Pilotage01 BSC 8M Management 

Blog qualité – L’essentiel pour votre démarche qualité

Utiliser la méthode Balanced ScoreCard (BSC) pour piloter ses processus et être conforme à la norme ISO 9001:2015 -Première partie

S’il existe plusieurs méthodes pour piloter ses processus, la méthode BSC est très efficace dans la mise en place des activités de pilotage de processus alignés avec la stratégie d’un organisme. Elle se décompose en quatre étapes (1). La première partie de cet article traite des deux première étapes : la traduction de la vision et la communication et liaison.

Des processus définis, décrits et pilotés, efficaces pour fournir des produits et des services conformes et améliorant de manière permanente la satisfaction du client, c’est ce que demande la norme ISO 9001. Le pilotage des processus permet de déployer une politique et des objectifs qualité cohérents avec la stratégie de l’organisme. Il consiste à mettre en place les indicateurs et les activités pour surveiller, contrôler, évaluer les résultats et mener les corrections et les actions d’amélioration nécessaires à leur bon fonctionnement. En général, le pilotage pour un organisme répondant aux critères de la norme ISO 9001, est décrit dans le processus de direction ou de management.
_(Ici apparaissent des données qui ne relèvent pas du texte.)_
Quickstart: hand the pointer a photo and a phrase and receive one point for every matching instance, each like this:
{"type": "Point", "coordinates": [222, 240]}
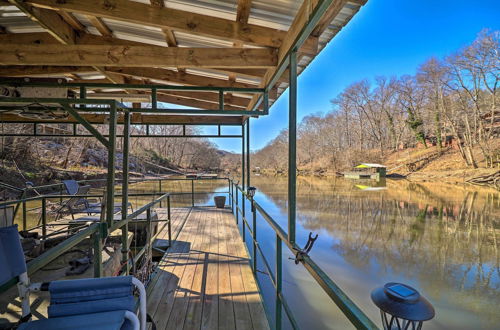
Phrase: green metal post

En guise d’introduction : retour vers le futur

Pour les managers, les indicateurs non financiers sont précieux parce qu’ils prédisent à long terme les performances financières. Pour cela, il faut se focaliser sur la capacité des actifs incorporels (capital immatériel) à générer de la valeur pour le futur.
Par exemple :

  • Les dépenses de formation,
  • Les dépenses de publicité et de promotion,
  • Les dépenses liées au démarrage d’une activité,
  • Les dépenses de délocalisation ou de réorganisation,
  • Les dépenses de recherche,…

Ces types de dépenses permettent de créer de la valeur et de la performance sur la durée.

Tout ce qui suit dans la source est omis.